Littérairement parlant, tu nous balades et c'est un plaisir. Tes mots dessinent des paysages que je ne connais pas, tes mots me renvoient une vie ailleurs, et je t'envie, tant il est vrai que l'herbe est toujours + verte dans le champ d'à côté...
Et ce matin, elle était plus joyeuse la pente descendante?
Très beau texte, Onassis.
Mais fais le Parisien 2 secondes, appelle un pain au chocolat un pain au chocolat!:))))
Voisine : En doutais-tu ? :) Merci.
Sarvane : Et moi je t'envie, ma chère écrivaine publiée :)
Vertelime : Bienvenue. Oui, pas mal plus joyeuse :)
Blanche : Merci. Un pain au chocolat :). Sais-tu qu'à Casablanca, on appelle une baguette "une parisienne" (parisianna)...Oui, j'imagine que tu le sais.

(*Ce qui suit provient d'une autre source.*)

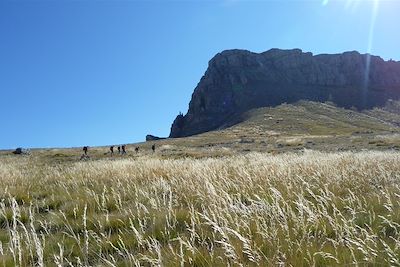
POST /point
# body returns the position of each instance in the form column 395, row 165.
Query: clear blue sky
column 76, row 73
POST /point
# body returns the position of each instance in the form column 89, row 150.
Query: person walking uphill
column 123, row 150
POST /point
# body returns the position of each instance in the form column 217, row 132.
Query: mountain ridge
column 239, row 80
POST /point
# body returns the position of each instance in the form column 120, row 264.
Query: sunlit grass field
column 257, row 209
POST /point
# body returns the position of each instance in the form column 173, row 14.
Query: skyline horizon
column 184, row 113
column 77, row 73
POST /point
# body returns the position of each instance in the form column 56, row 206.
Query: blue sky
column 76, row 73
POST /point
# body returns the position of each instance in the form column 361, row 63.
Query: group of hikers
column 121, row 150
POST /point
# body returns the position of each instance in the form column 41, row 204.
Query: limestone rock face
column 239, row 80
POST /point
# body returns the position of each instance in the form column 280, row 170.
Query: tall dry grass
column 314, row 209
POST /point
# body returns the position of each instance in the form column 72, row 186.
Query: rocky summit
column 239, row 80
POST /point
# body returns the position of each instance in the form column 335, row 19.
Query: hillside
column 237, row 81
column 285, row 128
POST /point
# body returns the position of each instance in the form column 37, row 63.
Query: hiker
column 123, row 150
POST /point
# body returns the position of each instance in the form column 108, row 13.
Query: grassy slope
column 304, row 125
column 172, row 208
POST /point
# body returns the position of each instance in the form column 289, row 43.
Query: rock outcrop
column 239, row 80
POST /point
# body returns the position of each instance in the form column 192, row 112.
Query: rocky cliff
column 239, row 80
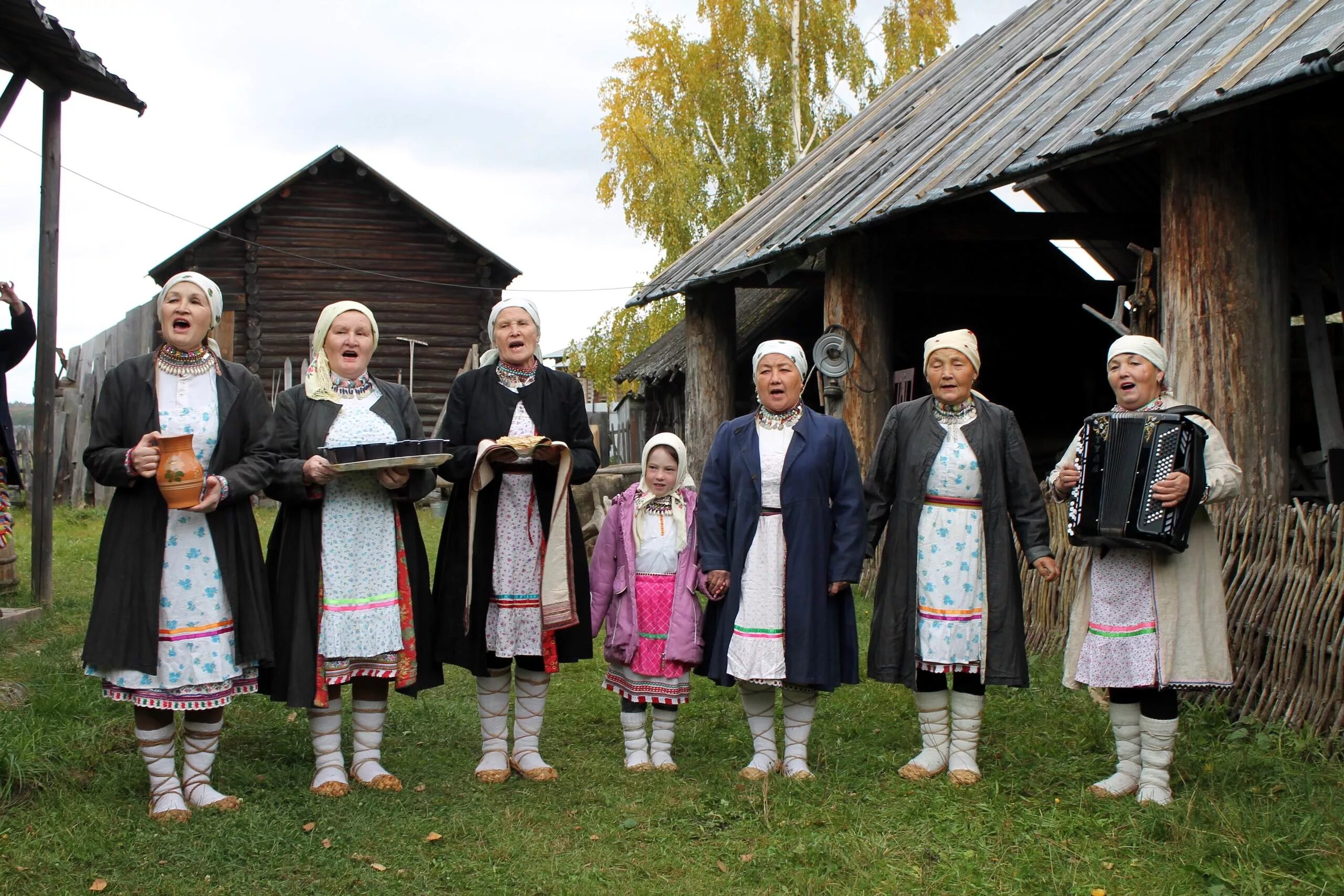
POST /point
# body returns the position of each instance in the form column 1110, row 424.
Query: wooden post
column 45, row 392
column 857, row 297
column 1225, row 281
column 710, row 351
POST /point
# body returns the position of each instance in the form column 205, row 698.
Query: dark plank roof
column 33, row 42
column 1055, row 81
column 502, row 273
column 757, row 311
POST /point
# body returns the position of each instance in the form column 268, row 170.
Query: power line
column 315, row 261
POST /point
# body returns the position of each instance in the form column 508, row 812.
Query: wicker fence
column 1284, row 573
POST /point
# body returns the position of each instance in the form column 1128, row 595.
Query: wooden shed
column 339, row 230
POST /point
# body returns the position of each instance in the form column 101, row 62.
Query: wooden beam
column 11, row 93
column 857, row 297
column 710, row 350
column 1324, row 392
column 45, row 392
column 1225, row 270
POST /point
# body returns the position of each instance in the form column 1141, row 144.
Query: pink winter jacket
column 612, row 578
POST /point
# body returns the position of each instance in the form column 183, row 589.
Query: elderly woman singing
column 179, row 608
column 1146, row 623
column 349, row 571
column 512, row 574
column 952, row 476
column 781, row 481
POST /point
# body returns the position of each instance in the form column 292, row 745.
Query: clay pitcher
column 181, row 476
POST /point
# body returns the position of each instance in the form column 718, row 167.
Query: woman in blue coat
column 781, row 483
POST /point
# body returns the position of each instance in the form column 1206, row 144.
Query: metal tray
column 417, row 462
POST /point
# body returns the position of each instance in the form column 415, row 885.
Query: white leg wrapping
column 636, row 742
column 936, row 734
column 492, row 707
column 529, row 710
column 967, row 712
column 664, row 730
column 1124, row 726
column 1156, row 745
column 324, row 729
column 158, row 749
column 759, row 703
column 366, row 762
column 201, row 743
column 800, row 707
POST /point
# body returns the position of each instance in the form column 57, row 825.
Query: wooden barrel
column 8, row 567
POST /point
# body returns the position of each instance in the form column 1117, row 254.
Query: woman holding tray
column 347, row 566
column 512, row 575
column 179, row 617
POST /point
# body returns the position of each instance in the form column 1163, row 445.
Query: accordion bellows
column 1120, row 457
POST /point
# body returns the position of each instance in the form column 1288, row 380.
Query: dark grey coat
column 896, row 489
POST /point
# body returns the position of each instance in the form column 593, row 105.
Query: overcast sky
column 481, row 111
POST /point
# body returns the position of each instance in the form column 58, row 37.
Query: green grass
column 1258, row 809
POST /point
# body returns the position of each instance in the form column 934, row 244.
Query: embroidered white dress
column 361, row 612
column 514, row 618
column 756, row 652
column 951, row 563
column 197, row 667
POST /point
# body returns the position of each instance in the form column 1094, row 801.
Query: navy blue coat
column 824, row 523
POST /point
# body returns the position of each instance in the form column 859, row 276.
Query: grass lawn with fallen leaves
column 1258, row 808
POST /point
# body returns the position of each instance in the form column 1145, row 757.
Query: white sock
column 1158, row 743
column 529, row 711
column 934, row 731
column 201, row 743
column 324, row 729
column 759, row 703
column 799, row 710
column 369, row 721
column 636, row 741
column 158, row 750
column 967, row 712
column 664, row 730
column 492, row 707
column 1124, row 726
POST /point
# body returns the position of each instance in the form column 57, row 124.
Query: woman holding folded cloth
column 512, row 575
column 1146, row 623
column 347, row 566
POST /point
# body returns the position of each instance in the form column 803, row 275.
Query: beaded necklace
column 779, row 421
column 186, row 363
column 514, row 376
column 359, row 387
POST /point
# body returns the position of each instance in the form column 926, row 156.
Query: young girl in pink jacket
column 644, row 578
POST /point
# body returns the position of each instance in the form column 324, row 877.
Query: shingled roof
column 1057, row 81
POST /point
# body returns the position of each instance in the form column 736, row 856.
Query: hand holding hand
column 1172, row 489
column 318, row 471
column 210, row 499
column 144, row 457
column 1047, row 568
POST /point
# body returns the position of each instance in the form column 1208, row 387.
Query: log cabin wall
column 338, row 214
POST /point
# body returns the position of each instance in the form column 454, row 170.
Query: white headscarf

N'étant jamais allée à Casa et n'ayant mangé au Maroc que le vrai pain marocain (il est tellement bon, pourquoi manger autre chose?:)), eh bien non, je ne le savais pas...
Okay Blanche...ce n'est pas si grave :). C'est le pain Marocain qu'il fallait manger effectivement.
Bon sang ce que vous êtes touchant Onassis.
"L'ailleurs", il entre en dedans.
psst: la voisine, j'ai un cadeau pour vous.
Nina : merci...Je passe le message à la voisine demain...
«On est toujours l'étranger de quelqu'un» - Pauline Julien, l'Étranger.
« On est toujours un peu l’Iroquois de quelqu’un
Que l’on soit Québécois, Breton, Nègre ou Cajun
Je vous laisse à chanter quel peut être le vôtre
On est toujours un peu l’Indigène d’un autre»
Sylvain Lelièvre, Le chanteur indigène.
Mais toi, Onassis, tu amènes dans ce sillage une nuance intéressante : l'ailleurs de quelqu'un sonne universel.
Ce qui reste difficile, selon moi, c'est de considérer (concrètement) que le «tu» est en même temps et toujours un autre «je».
Jacques : C'est en effet difficile. Mais si on y arrive, c'est LA SOLUTION à nos problèmes.